A extrema direita conseguiu pautar as manifestações de vinte e quatro de julho, não por méritos próprios, mas pela precipitação de um ato realizado fora de tempo e lugar, embora estivesse dentro do contexto macro dos tópicos das manifestações. Estar fora da sintonia temporal não significa que o ato foi um erro, mas que foi cronologicamente equivocado.
Os protestos eram contra o governo genocida de Jair Bolsonaro, a favor da vacina e pelo auxílio emergencial de R$600, porém um grupo de militantes da periferia, que traz reivindicações pertinentes sobre a prevaricação do trabalho, ateou fogo a uma estátua que serviu para que o ato fosse subitamente desqualificado.
Muitos vão dizer, acertadamente, que a estátua representa um caçador de indígenas, estuprador, genocida, como apontou Darcy Ribeiro em sua obra O Povo brasileiro. Por conta disso, se faz necessário passar um pente fino nas biografias de personagens históricos, para que sejam debatidos em uma discussão ampla.
Qualquer ato contra símbolos burgueses repressores, escravocratas, e de seguimento capitalista que oprimiu povos originários e negros é legítimo, devem sair das ruas e entrar nas salas de aula, porém temos que combater seus herdeiros vivos que continuam praticando as mesmas atrocidades, por isso os movimentos não podem acontecer no mesmo dia, porque um serve de nuvem de fumaça para o outro.
As praças das cidades brasileiras são poluídas com estátuas de heróis inventados, patronos assassinos, criminosos condecorados, reis bufões, príncipes covardes, patriarcados misóginos, que inspiram aberrações como a da secretaria de comunicação do governo, que homenageou o Dia do Agricultor, com a gravura de um jagunço com uma espingarda sobre o ombro.
O questionamento sobre a ação contra a estátua é de caráter estratégico, não de legitimidade. Será que o vinte e quatro de julho era o momento adequado para incendiá-la? A massa está preparada para entender essa ação específica contra a estátua, que ela normaliza desde 1963? Questionar o valor histórico da estátua, diante da tragédia social de uma fila de pessoas com fome e frio, sem poder de reação, não seria mais revolucionário?

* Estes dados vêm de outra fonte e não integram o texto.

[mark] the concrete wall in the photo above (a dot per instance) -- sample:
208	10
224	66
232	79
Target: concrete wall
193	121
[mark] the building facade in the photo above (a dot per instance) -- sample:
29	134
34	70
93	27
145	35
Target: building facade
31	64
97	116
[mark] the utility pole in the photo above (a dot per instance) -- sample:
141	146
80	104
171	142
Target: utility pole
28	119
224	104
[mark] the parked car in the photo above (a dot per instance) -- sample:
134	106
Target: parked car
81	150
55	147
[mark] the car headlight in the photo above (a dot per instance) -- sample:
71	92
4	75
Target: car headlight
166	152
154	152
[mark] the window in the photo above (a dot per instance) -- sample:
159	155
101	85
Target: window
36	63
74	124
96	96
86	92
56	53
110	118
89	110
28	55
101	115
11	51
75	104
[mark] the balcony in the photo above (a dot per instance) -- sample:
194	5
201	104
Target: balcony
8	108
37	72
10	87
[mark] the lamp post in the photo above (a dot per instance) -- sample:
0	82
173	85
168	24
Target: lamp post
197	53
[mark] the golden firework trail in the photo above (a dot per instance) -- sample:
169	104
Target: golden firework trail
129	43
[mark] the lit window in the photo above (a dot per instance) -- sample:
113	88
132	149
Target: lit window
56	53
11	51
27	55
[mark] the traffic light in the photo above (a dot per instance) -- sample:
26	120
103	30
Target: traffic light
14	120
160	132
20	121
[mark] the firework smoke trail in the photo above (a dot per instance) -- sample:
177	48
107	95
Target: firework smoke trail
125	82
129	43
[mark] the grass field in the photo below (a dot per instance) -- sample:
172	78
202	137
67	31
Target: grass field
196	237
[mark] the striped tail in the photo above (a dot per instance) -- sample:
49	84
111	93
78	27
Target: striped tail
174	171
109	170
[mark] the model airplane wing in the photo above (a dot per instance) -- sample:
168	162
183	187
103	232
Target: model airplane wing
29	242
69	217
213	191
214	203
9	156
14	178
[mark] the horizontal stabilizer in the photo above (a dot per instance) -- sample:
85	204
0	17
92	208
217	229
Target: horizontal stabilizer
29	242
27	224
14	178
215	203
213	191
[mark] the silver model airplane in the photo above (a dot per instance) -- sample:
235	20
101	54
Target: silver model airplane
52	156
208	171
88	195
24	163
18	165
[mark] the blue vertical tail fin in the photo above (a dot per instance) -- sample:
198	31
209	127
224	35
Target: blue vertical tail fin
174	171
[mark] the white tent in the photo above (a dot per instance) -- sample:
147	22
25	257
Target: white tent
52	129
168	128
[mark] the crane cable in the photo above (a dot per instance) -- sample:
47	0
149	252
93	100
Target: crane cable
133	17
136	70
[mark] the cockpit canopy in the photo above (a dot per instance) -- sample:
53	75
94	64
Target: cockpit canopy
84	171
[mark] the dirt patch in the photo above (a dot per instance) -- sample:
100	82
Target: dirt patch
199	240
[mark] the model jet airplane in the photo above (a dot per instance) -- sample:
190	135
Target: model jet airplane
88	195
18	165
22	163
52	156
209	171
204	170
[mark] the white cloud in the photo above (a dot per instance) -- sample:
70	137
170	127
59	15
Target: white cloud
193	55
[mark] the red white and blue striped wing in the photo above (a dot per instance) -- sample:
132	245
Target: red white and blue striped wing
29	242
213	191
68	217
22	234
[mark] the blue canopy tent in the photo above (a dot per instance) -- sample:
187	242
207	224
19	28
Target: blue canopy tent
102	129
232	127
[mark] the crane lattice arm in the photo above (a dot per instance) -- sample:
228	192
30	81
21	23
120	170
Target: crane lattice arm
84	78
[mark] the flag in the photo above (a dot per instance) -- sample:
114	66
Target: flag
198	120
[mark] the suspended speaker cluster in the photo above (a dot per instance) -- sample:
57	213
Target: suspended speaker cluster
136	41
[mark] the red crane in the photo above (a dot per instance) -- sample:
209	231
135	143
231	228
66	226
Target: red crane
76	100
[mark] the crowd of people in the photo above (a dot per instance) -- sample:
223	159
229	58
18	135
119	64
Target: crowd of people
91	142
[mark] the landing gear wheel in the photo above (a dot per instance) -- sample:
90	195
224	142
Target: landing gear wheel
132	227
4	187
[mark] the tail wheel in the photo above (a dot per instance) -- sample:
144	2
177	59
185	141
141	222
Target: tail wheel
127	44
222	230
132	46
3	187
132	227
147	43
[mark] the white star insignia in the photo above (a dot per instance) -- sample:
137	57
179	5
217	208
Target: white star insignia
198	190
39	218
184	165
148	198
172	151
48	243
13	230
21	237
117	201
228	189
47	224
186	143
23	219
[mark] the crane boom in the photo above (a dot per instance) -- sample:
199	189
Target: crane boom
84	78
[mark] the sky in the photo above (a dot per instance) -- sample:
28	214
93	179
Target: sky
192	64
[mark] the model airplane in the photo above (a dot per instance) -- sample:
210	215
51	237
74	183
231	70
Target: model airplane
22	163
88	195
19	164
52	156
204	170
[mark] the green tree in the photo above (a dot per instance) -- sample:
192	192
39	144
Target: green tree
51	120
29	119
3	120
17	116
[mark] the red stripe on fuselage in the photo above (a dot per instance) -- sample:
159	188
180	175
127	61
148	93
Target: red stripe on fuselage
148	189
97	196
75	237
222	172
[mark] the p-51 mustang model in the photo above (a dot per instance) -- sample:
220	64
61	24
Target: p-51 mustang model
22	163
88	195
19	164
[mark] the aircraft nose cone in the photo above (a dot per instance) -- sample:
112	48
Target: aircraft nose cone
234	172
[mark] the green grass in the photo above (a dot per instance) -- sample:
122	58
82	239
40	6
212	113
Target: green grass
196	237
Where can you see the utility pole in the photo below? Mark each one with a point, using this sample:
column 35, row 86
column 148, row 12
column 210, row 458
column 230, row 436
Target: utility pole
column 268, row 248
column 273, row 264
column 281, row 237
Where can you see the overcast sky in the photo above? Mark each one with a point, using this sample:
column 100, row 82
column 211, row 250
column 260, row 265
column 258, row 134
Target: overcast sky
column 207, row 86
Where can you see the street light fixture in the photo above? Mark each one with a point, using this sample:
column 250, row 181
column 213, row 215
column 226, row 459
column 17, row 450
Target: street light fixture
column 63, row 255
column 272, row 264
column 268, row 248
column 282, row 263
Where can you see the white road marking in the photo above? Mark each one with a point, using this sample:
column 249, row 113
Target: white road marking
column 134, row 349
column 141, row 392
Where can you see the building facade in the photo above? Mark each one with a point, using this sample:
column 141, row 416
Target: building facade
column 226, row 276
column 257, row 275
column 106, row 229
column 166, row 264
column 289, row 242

Um dos organizadores do ato foi detido preventivamente pela polícia, o que foi visto como um aviso do Estado burguês contra a militância popular, embora a justiça não tenha a mesma pressa e peso com envolvidos não periféricos, como o empresário que teve queixa-crime negada depois de ameaçar o ex-presidente Lula de morte. Deixo aqui minha solidariedade aos companheiros militantes de todas as causas populares.